Research Tax Credit Approval
To benefit from the Research Tax Credit (CIR), a company must carry out R&D activities with the aim of acquiring new results and overcoming scientific and technical uncertainties.
A clinical trial covers any systematic study of a drug in humans (in human pharmacy), or in an animal (in animal pharmacy). It often takes place in four phases preceded by a so-called pre-clinical phase.
- According to the tax doctrine, phases I to III of clinical trials are considered by nature as R&D activities eligible under the CIR.
- Conversely, phase IV studies following the MA (Marketing Authorization) are, a priori, not eligible since they occur after the marketing of the drug.

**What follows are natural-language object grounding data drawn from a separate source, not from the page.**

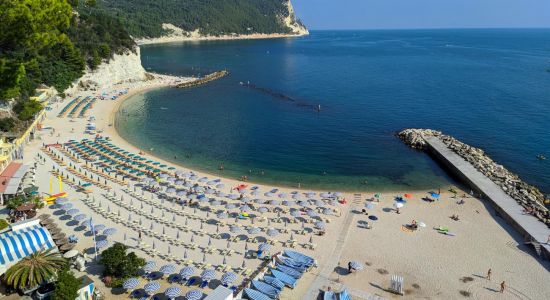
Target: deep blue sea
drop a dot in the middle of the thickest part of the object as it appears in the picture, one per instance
(488, 88)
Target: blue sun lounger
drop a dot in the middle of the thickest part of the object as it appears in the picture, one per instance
(255, 295)
(343, 295)
(284, 278)
(265, 288)
(274, 282)
(329, 295)
(302, 258)
(289, 271)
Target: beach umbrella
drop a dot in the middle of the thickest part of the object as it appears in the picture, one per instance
(151, 287)
(80, 217)
(356, 265)
(131, 283)
(102, 244)
(328, 211)
(320, 225)
(73, 212)
(272, 232)
(289, 203)
(254, 230)
(194, 295)
(167, 269)
(109, 231)
(264, 247)
(172, 292)
(208, 274)
(312, 213)
(187, 272)
(149, 266)
(66, 206)
(228, 278)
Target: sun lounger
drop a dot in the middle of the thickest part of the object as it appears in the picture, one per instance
(284, 278)
(343, 295)
(255, 295)
(265, 288)
(329, 295)
(289, 271)
(274, 282)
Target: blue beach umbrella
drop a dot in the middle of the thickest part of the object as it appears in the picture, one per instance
(228, 278)
(131, 283)
(172, 292)
(194, 295)
(151, 287)
(208, 274)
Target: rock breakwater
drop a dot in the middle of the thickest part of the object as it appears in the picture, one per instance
(530, 197)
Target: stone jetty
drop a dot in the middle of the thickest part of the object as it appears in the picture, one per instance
(203, 80)
(528, 196)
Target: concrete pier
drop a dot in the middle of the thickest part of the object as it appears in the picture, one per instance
(533, 231)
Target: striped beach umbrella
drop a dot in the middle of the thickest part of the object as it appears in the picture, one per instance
(73, 212)
(80, 217)
(131, 283)
(172, 292)
(149, 266)
(356, 265)
(208, 274)
(264, 247)
(187, 272)
(194, 295)
(151, 287)
(228, 278)
(109, 231)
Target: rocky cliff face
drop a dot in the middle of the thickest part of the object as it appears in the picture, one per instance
(121, 68)
(292, 23)
(525, 194)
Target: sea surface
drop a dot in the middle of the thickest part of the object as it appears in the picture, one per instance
(488, 88)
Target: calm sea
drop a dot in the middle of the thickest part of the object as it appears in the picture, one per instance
(488, 88)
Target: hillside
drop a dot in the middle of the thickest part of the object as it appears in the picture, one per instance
(145, 18)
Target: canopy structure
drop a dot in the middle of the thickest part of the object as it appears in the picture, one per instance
(15, 245)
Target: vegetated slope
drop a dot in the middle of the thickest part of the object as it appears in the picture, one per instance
(144, 18)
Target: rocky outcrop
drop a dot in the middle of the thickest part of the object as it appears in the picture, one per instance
(124, 67)
(525, 194)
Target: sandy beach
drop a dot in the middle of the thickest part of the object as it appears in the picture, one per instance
(433, 265)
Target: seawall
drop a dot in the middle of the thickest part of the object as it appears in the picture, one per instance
(532, 226)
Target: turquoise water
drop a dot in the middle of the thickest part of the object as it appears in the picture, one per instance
(489, 88)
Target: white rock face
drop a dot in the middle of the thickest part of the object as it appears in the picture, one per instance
(121, 68)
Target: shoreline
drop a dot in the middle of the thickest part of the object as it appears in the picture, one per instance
(182, 39)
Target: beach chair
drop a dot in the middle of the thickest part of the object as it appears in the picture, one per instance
(265, 288)
(255, 295)
(344, 295)
(329, 295)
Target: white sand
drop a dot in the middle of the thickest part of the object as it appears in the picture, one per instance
(432, 262)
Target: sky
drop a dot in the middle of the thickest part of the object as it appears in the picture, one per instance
(413, 14)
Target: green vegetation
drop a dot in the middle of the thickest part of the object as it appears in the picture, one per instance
(120, 264)
(66, 286)
(3, 224)
(42, 41)
(144, 18)
(34, 269)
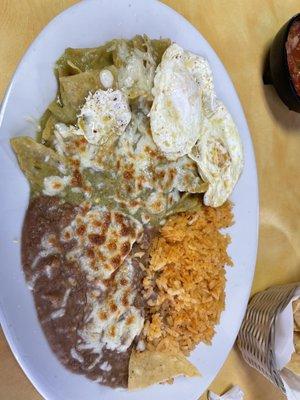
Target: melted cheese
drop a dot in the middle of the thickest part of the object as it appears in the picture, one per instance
(54, 185)
(104, 113)
(104, 239)
(116, 322)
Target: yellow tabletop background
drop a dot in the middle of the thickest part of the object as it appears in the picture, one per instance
(240, 32)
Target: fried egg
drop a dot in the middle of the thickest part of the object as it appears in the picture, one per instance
(219, 155)
(104, 112)
(183, 91)
(176, 114)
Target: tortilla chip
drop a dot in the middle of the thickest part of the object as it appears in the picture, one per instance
(36, 161)
(48, 130)
(148, 368)
(84, 59)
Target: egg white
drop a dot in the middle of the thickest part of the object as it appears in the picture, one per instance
(219, 155)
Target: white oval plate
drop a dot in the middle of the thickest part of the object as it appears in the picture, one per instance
(87, 24)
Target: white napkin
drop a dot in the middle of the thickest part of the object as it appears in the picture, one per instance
(234, 393)
(284, 348)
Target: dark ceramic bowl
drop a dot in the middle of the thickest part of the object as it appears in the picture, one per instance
(276, 70)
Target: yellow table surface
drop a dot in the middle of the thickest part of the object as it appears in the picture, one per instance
(240, 32)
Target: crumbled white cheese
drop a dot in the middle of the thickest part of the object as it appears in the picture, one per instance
(104, 113)
(53, 185)
(106, 78)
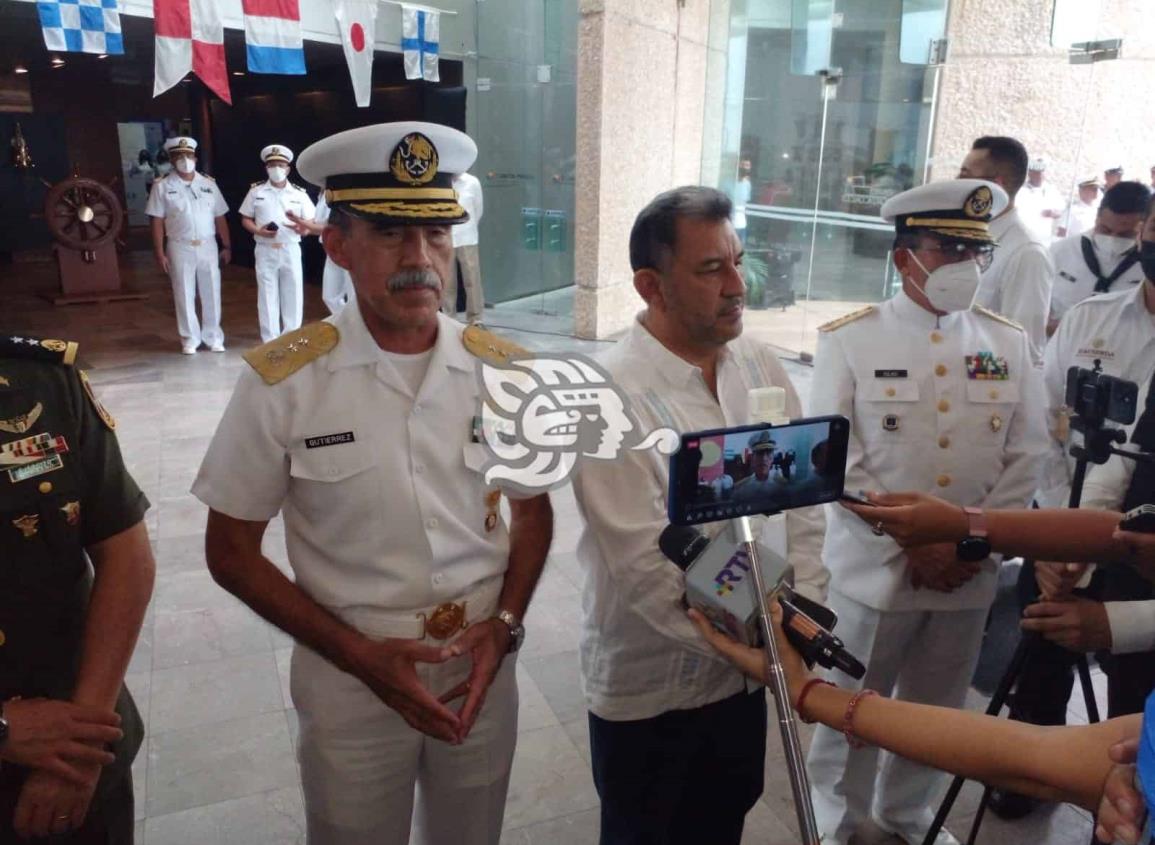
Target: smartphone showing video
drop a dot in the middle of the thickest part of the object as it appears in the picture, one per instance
(760, 469)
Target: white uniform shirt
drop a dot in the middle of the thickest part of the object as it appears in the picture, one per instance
(1074, 281)
(469, 195)
(1080, 216)
(189, 209)
(641, 656)
(1031, 202)
(1018, 283)
(266, 203)
(919, 423)
(1118, 330)
(392, 518)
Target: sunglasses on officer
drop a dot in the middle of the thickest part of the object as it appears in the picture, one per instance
(954, 251)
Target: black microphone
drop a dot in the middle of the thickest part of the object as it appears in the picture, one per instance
(713, 570)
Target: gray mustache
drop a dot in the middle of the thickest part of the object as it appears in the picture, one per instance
(415, 278)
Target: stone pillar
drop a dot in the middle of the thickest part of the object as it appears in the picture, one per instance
(1008, 80)
(641, 88)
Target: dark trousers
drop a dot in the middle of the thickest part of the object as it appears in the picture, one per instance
(684, 777)
(109, 821)
(1047, 679)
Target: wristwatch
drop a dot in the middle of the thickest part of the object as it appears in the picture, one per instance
(516, 629)
(975, 546)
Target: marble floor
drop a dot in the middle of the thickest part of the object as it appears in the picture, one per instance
(211, 678)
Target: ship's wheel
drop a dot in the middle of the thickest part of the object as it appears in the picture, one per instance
(82, 214)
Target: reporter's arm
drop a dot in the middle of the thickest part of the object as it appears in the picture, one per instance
(1052, 763)
(1050, 533)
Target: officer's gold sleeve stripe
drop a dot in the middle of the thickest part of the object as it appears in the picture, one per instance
(356, 194)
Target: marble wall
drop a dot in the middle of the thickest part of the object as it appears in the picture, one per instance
(641, 94)
(1004, 77)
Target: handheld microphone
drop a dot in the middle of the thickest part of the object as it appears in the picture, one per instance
(715, 567)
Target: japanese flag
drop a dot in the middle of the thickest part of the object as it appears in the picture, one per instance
(357, 23)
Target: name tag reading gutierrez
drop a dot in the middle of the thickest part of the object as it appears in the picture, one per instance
(328, 440)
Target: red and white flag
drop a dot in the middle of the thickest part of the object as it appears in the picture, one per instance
(357, 23)
(189, 36)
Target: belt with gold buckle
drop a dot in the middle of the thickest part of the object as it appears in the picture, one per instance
(445, 621)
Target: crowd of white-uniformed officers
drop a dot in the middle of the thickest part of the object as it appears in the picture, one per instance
(412, 574)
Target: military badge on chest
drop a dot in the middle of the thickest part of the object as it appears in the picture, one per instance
(492, 502)
(988, 366)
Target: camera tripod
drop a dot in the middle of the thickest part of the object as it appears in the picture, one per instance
(1098, 446)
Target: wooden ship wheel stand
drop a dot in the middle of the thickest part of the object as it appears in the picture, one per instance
(84, 218)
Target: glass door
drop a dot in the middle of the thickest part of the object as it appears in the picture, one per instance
(526, 102)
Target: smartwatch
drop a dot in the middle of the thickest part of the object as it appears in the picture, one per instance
(516, 629)
(975, 546)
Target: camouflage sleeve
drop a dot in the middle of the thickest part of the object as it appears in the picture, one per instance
(111, 501)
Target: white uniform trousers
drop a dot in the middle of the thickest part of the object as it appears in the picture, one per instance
(194, 268)
(919, 656)
(336, 286)
(467, 269)
(278, 289)
(360, 761)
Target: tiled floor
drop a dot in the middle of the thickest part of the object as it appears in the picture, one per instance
(210, 678)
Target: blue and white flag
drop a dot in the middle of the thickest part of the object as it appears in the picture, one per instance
(420, 30)
(81, 27)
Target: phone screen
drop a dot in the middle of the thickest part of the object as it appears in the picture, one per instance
(762, 469)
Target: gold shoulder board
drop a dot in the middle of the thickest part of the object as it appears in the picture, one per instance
(847, 319)
(997, 318)
(490, 348)
(282, 357)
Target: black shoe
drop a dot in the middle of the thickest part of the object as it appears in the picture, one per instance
(1011, 805)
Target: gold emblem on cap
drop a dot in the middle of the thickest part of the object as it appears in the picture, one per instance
(414, 161)
(980, 202)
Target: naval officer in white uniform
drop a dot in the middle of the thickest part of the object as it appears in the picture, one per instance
(263, 212)
(187, 211)
(409, 588)
(943, 397)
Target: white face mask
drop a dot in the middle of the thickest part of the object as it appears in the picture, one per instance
(1111, 244)
(951, 288)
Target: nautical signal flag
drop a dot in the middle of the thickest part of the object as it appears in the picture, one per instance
(357, 23)
(420, 35)
(81, 27)
(189, 36)
(273, 40)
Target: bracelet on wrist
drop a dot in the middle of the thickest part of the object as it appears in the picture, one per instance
(802, 697)
(848, 719)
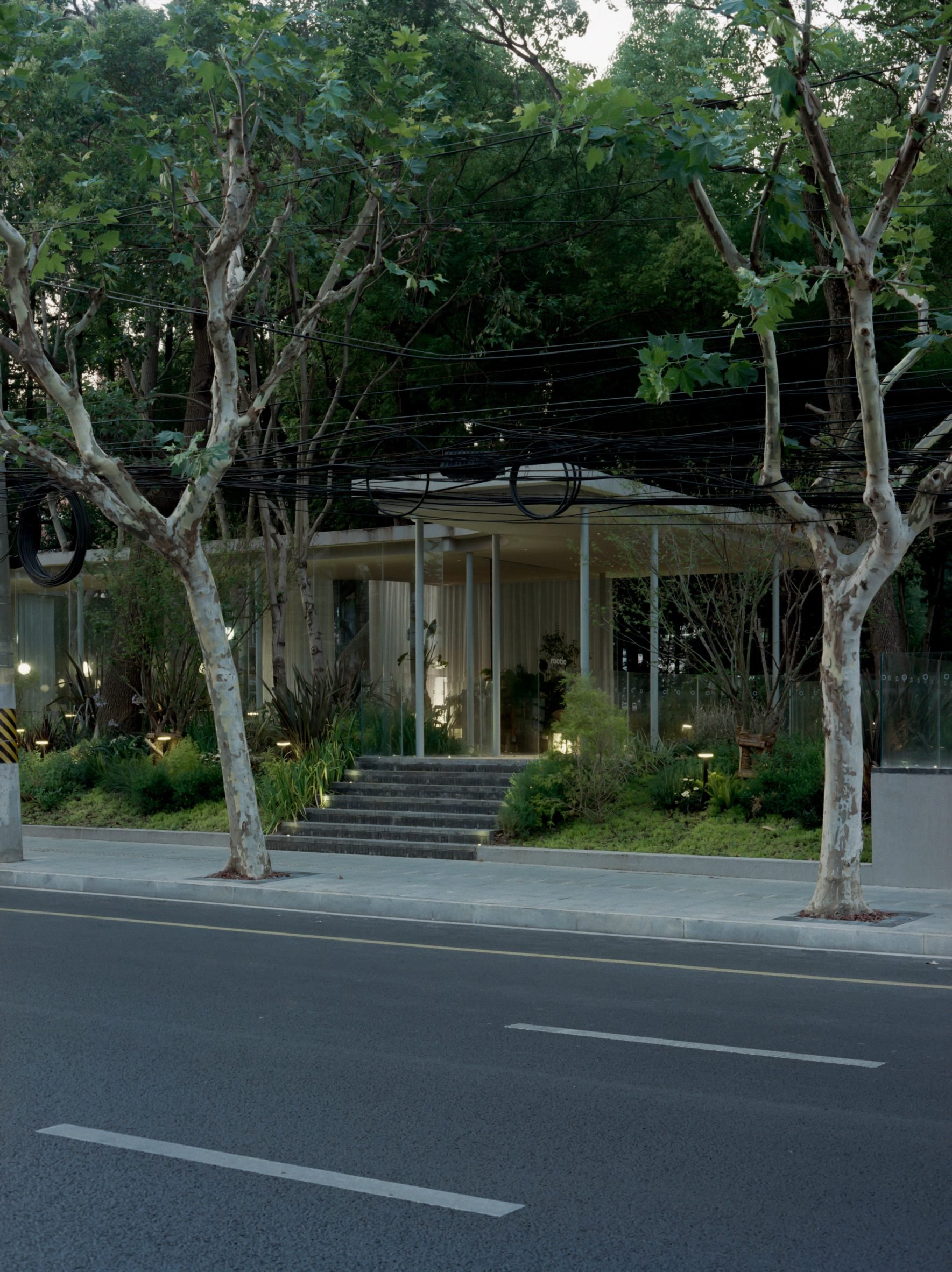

These statements should be weighed, epidemiological studies may be eligible on condition that they lead to new scientific and/or technical progress, within the meaning of the general criterion for defining research.
An example with descriptive epidemiology studies made mandatory by regulatory texts or carried out for marketing purposes are not recognized as belonging to the field of R&D. On the other hand, non-compulsory analytical epidemiology and clinical epidemiology studies are eligible for the CIR if they are followed by an R&D activity.
To be eligible, these studies must meet the following criteria:
- Have a scientific objective and be carried out for research purposes (not marketing) and follow a well-identified protocol.
- The people involved must have the necessary skills (work supervised by an epidemiologist or a person with a similar qualification).
- The research work carried out must generate new scientific and/or technical progress.